The methodology includes preprocessing steps such as categorical encoding and standardization of numerical variables (e.g., age, BMI, premium with GST), followed by a novel label engineering scheme that defines good customers as those whose premiums exceed the mean plus one standard deviation and have no claim history. The dataset is split into training (80%) and testing (20%) subsets.
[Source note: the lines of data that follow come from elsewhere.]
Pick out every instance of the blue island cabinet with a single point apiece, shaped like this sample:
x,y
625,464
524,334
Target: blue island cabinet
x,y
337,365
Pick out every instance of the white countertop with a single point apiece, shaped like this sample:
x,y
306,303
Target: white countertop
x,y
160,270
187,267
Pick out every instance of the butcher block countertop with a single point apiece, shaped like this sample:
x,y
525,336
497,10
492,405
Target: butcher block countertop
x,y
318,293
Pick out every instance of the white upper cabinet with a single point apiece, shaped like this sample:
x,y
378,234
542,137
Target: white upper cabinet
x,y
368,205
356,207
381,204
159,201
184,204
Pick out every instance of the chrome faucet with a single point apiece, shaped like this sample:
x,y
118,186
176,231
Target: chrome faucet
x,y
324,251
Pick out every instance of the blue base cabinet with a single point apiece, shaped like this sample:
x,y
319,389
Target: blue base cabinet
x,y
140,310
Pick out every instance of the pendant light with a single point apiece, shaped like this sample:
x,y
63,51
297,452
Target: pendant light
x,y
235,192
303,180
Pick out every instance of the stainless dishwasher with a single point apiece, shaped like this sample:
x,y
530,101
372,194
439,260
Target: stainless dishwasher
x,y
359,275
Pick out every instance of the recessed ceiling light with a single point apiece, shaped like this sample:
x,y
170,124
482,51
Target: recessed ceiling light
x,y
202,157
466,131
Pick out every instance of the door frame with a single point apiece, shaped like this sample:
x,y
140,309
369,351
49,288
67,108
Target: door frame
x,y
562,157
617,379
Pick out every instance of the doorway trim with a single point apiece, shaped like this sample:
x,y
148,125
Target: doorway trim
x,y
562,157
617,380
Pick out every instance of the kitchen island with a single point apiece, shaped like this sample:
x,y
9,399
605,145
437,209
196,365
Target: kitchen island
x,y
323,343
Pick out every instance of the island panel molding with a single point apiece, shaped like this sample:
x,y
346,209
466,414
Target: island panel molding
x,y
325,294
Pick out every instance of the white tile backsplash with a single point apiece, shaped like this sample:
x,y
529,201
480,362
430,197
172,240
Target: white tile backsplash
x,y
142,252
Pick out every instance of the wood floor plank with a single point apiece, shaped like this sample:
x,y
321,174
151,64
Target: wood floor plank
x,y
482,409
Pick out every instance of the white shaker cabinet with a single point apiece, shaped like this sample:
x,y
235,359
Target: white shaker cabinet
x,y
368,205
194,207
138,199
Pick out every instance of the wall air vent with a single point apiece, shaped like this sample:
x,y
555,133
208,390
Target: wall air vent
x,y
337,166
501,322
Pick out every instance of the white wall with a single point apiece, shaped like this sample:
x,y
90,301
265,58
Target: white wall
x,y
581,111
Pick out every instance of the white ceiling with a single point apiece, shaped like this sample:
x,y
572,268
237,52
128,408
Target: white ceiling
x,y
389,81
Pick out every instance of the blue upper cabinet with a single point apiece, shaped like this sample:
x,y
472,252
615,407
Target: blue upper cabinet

Two hybrid architectures are developed: Model A, which fuses the predicted probabilities from XGBoost and the Transformer Encoder using a 60–40 weighting, and Model B, which employs a soft-voting ensemble of RandomForest and LightGBM. Ablation studies quantify the contribution of each component, while performance is assessed using accuracy, AUC, F1-score, and Matthews Correlation Coefficient, supported by visual tools such as correlation heatmaps, ROC curves, and confusion matrices.
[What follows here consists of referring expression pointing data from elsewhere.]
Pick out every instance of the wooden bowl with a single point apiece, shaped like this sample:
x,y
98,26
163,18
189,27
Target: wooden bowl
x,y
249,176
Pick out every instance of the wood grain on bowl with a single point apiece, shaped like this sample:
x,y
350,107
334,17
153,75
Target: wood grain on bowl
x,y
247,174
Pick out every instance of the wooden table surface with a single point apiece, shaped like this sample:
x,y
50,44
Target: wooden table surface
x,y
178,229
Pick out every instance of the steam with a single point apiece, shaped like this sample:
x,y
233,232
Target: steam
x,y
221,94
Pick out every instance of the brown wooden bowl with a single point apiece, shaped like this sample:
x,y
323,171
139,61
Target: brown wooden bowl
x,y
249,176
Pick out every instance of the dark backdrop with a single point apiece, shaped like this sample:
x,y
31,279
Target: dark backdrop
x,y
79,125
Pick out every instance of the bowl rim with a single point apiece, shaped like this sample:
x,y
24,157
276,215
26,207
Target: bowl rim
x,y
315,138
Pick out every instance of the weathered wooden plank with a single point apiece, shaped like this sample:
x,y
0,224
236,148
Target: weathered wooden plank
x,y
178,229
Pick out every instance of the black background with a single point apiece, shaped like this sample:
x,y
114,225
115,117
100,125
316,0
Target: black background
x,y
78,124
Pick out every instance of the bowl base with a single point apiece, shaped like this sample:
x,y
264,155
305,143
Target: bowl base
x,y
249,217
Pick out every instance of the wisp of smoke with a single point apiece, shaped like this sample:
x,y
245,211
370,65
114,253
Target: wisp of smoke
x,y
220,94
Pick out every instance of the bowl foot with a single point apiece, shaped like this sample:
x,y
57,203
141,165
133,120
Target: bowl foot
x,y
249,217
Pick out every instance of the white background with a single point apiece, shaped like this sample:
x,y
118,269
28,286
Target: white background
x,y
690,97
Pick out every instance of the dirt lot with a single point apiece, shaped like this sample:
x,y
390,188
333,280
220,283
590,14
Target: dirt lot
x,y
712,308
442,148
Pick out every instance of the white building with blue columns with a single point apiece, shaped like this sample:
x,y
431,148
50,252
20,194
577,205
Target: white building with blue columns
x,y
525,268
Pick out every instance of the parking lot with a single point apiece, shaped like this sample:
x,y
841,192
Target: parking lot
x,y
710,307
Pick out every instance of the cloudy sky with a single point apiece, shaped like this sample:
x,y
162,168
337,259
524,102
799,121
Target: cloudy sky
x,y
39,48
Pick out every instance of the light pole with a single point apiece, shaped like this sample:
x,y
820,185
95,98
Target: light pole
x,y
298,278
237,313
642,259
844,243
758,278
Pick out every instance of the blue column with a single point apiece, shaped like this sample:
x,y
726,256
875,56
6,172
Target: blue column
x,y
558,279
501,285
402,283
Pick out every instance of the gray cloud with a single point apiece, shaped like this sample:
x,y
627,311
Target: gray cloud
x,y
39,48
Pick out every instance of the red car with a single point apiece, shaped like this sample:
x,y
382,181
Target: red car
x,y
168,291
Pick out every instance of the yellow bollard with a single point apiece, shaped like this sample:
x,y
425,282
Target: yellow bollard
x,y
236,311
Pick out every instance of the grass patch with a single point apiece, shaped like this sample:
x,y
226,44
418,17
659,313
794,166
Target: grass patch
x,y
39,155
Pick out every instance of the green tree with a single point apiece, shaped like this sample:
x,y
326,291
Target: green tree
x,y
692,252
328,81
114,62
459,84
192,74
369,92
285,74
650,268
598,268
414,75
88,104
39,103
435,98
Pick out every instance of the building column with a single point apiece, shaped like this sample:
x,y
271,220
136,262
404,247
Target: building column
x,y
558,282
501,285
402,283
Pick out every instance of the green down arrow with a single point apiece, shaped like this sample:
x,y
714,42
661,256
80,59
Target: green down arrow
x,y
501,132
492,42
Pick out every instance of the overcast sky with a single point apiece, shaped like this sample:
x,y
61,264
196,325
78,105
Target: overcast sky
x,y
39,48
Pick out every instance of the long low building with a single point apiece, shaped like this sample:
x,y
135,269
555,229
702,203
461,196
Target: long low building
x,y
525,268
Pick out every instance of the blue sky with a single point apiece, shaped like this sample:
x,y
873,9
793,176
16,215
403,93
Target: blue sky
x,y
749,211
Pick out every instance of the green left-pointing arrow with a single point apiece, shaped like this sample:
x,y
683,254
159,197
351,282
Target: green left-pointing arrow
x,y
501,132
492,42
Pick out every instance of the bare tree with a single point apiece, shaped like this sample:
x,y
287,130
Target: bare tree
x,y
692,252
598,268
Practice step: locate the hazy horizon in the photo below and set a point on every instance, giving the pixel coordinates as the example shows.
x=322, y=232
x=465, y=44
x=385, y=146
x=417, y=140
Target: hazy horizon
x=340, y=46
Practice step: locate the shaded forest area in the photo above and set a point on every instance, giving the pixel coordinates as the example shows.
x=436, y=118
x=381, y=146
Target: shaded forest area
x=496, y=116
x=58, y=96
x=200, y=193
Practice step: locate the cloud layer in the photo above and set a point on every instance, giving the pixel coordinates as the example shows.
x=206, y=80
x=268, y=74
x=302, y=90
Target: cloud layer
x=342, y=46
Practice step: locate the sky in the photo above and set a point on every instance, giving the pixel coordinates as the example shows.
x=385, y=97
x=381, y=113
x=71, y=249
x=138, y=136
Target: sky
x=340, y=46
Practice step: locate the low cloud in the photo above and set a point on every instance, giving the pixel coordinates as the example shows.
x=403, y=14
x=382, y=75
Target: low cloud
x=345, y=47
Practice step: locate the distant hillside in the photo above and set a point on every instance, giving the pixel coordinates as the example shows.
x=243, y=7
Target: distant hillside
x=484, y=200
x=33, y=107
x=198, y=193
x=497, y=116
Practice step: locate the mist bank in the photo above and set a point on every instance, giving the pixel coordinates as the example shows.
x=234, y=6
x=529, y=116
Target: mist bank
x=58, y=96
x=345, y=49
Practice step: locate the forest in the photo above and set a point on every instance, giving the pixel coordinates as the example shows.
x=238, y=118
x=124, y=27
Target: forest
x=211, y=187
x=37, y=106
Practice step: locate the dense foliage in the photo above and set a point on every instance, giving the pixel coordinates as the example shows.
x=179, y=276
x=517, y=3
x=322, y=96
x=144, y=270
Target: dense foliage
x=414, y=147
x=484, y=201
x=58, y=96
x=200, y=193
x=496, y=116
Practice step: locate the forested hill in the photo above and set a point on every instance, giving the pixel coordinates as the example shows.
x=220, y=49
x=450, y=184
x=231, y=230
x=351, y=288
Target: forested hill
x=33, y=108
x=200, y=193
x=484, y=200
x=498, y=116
Experimental results show that Model A attains an accuracy of 0.8720 and an AUC of 0.9140, whereas Model B achieves an accuracy of 0.8850 and an AUC of 0.9260 after systematic hyperparameter tuning. Removing either the Transformer or XGBoost markedly degrades Model A, while omitting RandomForest or LightGBM leads to smaller performance drops in Model B, underscoring the value of ensemble diversity. Overall, the proposed framework provides a practical tool for insurance customer segmentation and profitability-oriented decision-making, and its open-source implementation facilitates replication, extension with additional features or larger datasets, and potential real-time deployment in operational insurance environments.